Of course, it is not just those attending hospital who are suffering; so are those who are not able to go to hospital at all: 55,000 operations have been cancelled this month. When asked about this, the Prime Minister said that it was all “part of the plan.” If it was all part of the plan, why were the operations arranged in the first place? This is not a plan; it is a shambles.

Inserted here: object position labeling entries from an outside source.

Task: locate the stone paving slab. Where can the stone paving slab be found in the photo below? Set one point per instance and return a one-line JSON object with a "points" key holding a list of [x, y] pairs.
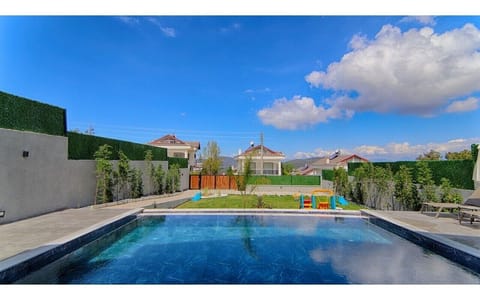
{"points": [[32, 233], [445, 226], [21, 236]]}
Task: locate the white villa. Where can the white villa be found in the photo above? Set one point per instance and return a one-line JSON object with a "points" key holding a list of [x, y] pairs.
{"points": [[178, 148], [272, 160], [330, 163]]}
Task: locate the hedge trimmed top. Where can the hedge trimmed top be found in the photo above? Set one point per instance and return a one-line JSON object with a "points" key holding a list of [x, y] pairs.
{"points": [[82, 146], [27, 115]]}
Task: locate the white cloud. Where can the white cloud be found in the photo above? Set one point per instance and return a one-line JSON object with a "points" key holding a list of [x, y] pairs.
{"points": [[370, 150], [319, 152], [259, 91], [397, 151], [424, 20], [299, 112], [167, 31], [129, 20], [463, 105], [415, 72]]}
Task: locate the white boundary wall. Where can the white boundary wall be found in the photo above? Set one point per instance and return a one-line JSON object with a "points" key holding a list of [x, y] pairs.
{"points": [[46, 180]]}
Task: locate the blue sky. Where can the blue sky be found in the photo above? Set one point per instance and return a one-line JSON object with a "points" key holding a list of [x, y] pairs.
{"points": [[383, 87]]}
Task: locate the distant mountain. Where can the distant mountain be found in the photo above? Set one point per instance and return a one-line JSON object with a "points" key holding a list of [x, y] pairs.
{"points": [[299, 163], [226, 162]]}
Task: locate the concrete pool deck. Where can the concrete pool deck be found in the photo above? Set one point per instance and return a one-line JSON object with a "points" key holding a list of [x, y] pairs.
{"points": [[33, 234]]}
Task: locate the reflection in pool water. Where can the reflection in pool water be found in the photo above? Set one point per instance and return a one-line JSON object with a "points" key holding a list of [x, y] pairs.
{"points": [[253, 249]]}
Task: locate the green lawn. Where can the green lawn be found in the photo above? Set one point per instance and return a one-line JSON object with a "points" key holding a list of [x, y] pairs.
{"points": [[251, 201]]}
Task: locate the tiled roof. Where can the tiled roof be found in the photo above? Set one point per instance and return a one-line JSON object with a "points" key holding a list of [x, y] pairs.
{"points": [[266, 151], [170, 139], [337, 160]]}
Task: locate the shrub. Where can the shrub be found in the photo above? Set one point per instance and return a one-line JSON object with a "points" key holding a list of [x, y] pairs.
{"points": [[459, 172], [27, 115], [83, 146]]}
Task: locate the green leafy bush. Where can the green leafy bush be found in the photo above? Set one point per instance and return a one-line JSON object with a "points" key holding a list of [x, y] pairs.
{"points": [[181, 162], [327, 175], [27, 115], [458, 172], [82, 146], [285, 180]]}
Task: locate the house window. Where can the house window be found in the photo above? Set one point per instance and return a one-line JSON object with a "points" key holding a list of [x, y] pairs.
{"points": [[179, 154]]}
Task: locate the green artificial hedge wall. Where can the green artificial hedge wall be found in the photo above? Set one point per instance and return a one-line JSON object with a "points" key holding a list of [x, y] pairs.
{"points": [[285, 180], [327, 175], [474, 152], [27, 115], [83, 146], [459, 172], [182, 162]]}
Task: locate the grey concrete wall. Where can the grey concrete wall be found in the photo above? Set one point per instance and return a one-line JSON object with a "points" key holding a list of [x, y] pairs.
{"points": [[46, 180]]}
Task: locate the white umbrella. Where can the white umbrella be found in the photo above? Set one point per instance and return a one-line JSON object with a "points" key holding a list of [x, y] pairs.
{"points": [[476, 170]]}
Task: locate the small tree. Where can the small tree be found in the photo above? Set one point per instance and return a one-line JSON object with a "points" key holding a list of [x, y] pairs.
{"points": [[427, 191], [405, 189], [287, 168], [159, 180], [172, 181], [123, 173], [340, 182], [432, 155], [448, 194], [136, 183], [150, 168], [465, 154], [242, 179], [103, 190], [212, 162]]}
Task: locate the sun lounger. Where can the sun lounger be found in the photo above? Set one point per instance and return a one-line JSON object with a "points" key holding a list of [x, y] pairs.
{"points": [[439, 206], [470, 209]]}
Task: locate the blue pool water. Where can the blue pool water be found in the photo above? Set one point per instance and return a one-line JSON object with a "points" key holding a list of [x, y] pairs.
{"points": [[217, 249]]}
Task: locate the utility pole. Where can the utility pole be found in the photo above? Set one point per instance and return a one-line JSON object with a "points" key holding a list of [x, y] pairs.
{"points": [[261, 153]]}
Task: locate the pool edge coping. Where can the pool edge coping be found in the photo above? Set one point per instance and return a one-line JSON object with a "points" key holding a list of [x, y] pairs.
{"points": [[449, 249], [17, 266]]}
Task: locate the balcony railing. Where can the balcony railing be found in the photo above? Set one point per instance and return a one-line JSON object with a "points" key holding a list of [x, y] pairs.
{"points": [[265, 172]]}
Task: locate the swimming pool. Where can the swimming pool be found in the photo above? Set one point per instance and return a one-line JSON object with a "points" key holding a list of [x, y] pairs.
{"points": [[265, 249]]}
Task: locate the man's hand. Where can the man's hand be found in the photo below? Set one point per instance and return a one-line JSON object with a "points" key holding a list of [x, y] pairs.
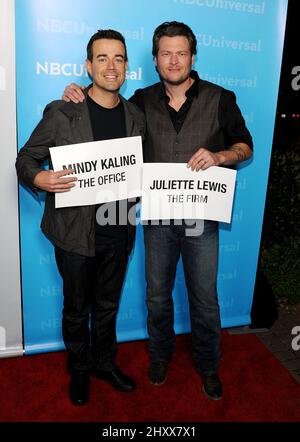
{"points": [[53, 182], [203, 159], [73, 92]]}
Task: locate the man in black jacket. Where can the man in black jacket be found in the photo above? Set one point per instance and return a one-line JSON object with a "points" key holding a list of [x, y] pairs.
{"points": [[91, 258], [199, 123]]}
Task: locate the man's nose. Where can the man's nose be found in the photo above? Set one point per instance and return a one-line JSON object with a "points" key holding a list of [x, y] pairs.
{"points": [[174, 58]]}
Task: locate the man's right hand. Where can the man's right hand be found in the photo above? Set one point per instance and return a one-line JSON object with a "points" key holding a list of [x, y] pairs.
{"points": [[51, 181], [73, 92]]}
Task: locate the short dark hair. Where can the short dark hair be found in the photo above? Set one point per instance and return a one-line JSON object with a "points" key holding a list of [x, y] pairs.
{"points": [[173, 29], [108, 34]]}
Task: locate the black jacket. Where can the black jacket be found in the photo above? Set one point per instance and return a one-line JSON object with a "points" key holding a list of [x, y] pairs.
{"points": [[70, 228]]}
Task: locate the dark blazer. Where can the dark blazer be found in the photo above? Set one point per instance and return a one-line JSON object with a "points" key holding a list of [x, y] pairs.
{"points": [[70, 228]]}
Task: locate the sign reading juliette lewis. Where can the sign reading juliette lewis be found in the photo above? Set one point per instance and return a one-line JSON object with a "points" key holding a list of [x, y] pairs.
{"points": [[172, 191], [108, 170]]}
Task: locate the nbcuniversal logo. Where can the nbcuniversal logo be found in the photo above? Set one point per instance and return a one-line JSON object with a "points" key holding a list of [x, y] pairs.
{"points": [[2, 79], [2, 338]]}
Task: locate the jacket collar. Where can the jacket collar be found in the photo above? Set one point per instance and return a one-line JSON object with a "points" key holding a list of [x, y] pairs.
{"points": [[80, 113]]}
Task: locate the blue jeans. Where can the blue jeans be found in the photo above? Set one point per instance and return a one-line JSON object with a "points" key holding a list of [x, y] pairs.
{"points": [[164, 245]]}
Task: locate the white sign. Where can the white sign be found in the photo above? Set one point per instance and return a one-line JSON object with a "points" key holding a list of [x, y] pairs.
{"points": [[173, 191], [106, 171]]}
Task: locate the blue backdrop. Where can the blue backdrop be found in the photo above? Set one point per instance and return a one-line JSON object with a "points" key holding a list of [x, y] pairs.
{"points": [[239, 47]]}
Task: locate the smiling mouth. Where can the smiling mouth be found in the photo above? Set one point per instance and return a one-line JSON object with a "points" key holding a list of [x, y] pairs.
{"points": [[110, 77]]}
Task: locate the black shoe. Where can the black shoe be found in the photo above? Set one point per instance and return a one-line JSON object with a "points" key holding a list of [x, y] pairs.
{"points": [[157, 372], [212, 386], [79, 388], [116, 378]]}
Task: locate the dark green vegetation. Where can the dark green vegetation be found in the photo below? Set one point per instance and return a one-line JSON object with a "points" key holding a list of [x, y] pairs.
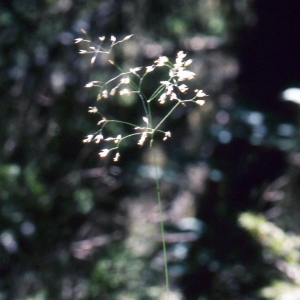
{"points": [[73, 226]]}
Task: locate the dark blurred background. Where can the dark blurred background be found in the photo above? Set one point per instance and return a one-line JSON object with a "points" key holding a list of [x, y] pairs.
{"points": [[74, 226]]}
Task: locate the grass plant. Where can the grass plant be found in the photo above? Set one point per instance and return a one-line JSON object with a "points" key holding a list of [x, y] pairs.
{"points": [[171, 92]]}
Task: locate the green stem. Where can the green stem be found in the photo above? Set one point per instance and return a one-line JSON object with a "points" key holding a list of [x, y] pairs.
{"points": [[161, 222]]}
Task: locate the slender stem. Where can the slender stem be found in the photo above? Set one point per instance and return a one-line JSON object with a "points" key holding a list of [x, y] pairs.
{"points": [[161, 222]]}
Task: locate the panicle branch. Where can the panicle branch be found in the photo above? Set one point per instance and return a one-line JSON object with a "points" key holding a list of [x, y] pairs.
{"points": [[130, 82]]}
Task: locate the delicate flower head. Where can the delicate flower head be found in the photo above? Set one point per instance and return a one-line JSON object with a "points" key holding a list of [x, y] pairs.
{"points": [[200, 94], [173, 97], [93, 59], [105, 94], [188, 62], [171, 73], [162, 98], [118, 139], [125, 80], [145, 120], [167, 135], [98, 138], [166, 83], [149, 69], [142, 139], [101, 121], [182, 88], [185, 75], [124, 92], [169, 90], [88, 138], [116, 158], [181, 55], [113, 91], [90, 84], [200, 102], [104, 152], [134, 70], [93, 109], [161, 61], [127, 37]]}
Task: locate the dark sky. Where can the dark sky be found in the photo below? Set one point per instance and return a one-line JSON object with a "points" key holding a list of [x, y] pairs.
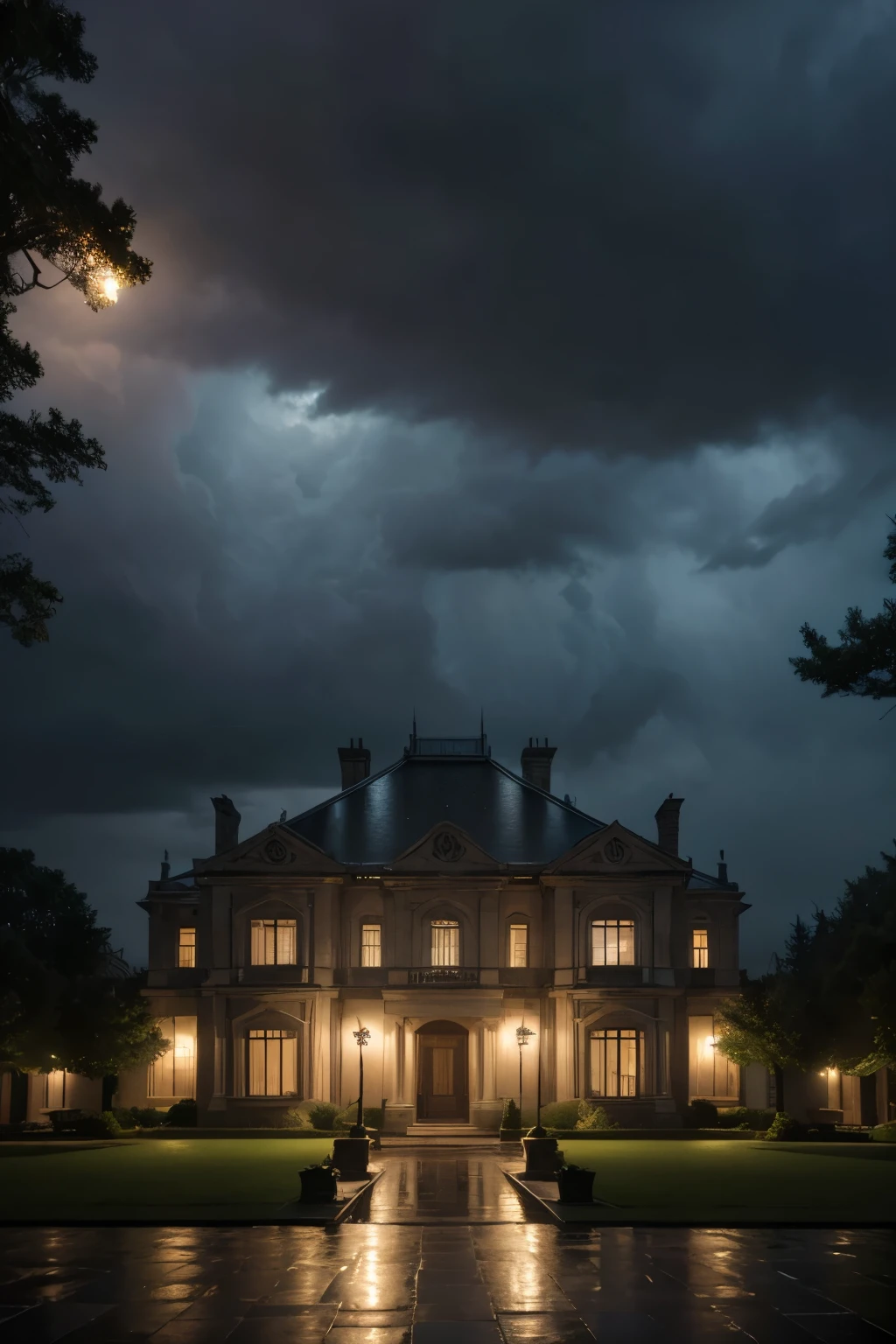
{"points": [[532, 356]]}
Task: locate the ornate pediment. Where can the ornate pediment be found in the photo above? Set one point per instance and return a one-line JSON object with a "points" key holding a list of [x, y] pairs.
{"points": [[270, 852], [444, 848], [615, 850]]}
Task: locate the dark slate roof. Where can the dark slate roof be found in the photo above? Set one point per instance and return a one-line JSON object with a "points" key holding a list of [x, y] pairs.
{"points": [[375, 822]]}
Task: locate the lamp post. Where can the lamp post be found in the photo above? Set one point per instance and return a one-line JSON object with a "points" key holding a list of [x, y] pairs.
{"points": [[361, 1037], [522, 1040]]}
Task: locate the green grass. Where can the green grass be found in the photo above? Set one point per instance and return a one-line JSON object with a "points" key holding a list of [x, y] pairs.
{"points": [[751, 1181], [150, 1180]]}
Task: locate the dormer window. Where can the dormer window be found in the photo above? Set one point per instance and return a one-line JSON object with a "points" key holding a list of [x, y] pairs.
{"points": [[371, 945], [444, 948], [186, 947], [273, 942], [700, 949], [612, 942]]}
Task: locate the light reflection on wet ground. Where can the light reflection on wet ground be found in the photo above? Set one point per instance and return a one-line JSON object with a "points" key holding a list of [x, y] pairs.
{"points": [[446, 1256]]}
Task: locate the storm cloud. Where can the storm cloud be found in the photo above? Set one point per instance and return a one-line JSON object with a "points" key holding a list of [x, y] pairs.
{"points": [[508, 356]]}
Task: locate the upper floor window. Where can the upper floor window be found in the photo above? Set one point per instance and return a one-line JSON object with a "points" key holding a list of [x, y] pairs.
{"points": [[187, 948], [173, 1074], [446, 942], [617, 1063], [700, 949], [273, 942], [519, 945], [371, 945], [273, 1063], [612, 942]]}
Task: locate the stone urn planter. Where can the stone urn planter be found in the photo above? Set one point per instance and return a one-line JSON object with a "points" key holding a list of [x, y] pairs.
{"points": [[351, 1156], [540, 1156], [318, 1184], [575, 1186]]}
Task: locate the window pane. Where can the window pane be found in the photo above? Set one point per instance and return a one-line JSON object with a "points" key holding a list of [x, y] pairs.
{"points": [[700, 948], [285, 942], [369, 945], [446, 944], [258, 942], [519, 945], [187, 948]]}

The human cost of this crisis is devastating. Even before the worst of the winter had reached us, a one-year-old baby with a hole in her heart had her life-saving operation cancelled five times. Her parents were told that their daughter could go into cardiac arrest during the operation, so I cannot begin to imagine the anguish that they must have gone through in preparing themselves for the operation five times. Or what about the 12-year-old autistic girl from my constituency whose operation to remove her tonsils has been postponed? She has had at least eight bouts of infection in the past year, and because of her autism, the delay to her operation has caused her anxiety. It was a huge deal to build her up for the operation after her pre-operative assessment, particularly given the prospect of spending a night in hospital, but after the cancellation, she is anxious that when she gets her new operation date, that will be cancelled as well. If leaving these children anxious and in pain was part of the plan, it is a plan this Government should be ashamed of.

Across a whole range of indicators the NHS has experienced its worst performance since records began, and that was before we headed into this winter. Let us be clear: I do not for a second hold the people who work on the frontline responsible for this. Indeed, it is only through their dedication that the health service keeps going, despite the best efforts of this Government to destroy staff morale—whether an entire generation of junior doctors alienated, the next generation of nurses deterred from entering the profession by tuition fees, or the thousands of staff up and down the country who are frankly fed up of rota gaps, pay restraints and meaningless platitudes from this Government.

Only this afternoon we hear that the Care Quality Commission is postponing routine inspections, presumably because it knows a winter crisis is on. This is an unprecedented step that sends a huge signal to the Government that this is not just normal winter pressures.

Let us hear from some of those staff working on the frontline. A&E doctor Dr Adrian Harrop said the claims that the NHS had never been better prepared were “misleading, disingenuous nonsense”. He also said:

“The system I’ve been working in in recent days and weeks seems under-resourced, underfunded and understaffed.”

Tracy Bullock, chief executive of Mid Cheshire Hospitals NHS Foundation Trust, said:

“I’m 34 years in and I’ve never seen anything like this.”

These are honest, hard-working professionals—the lifeblood of the NHS—and Conservative Members know full well we could have repeated dozens of similar comments from NHS staff, because at the bottom of all this is the unescapable, indisputable fact that under this Government the NHS is in the middle of the longest and deepest financial squeeze in its entire history, and it is a squeeze that, as we have heard today, is having devastating consequences.

We have warned time and again that, unless early and substantial action was taken, we faced another severe winter crisis, and that is exactly where we are today. We have had an apology but no action from the Government. Patients deserve to know when this crisis will be solved and when their cancelled operations are going to take place, and this country deserves a Government fit to run the NHS. I commend this motion to the House.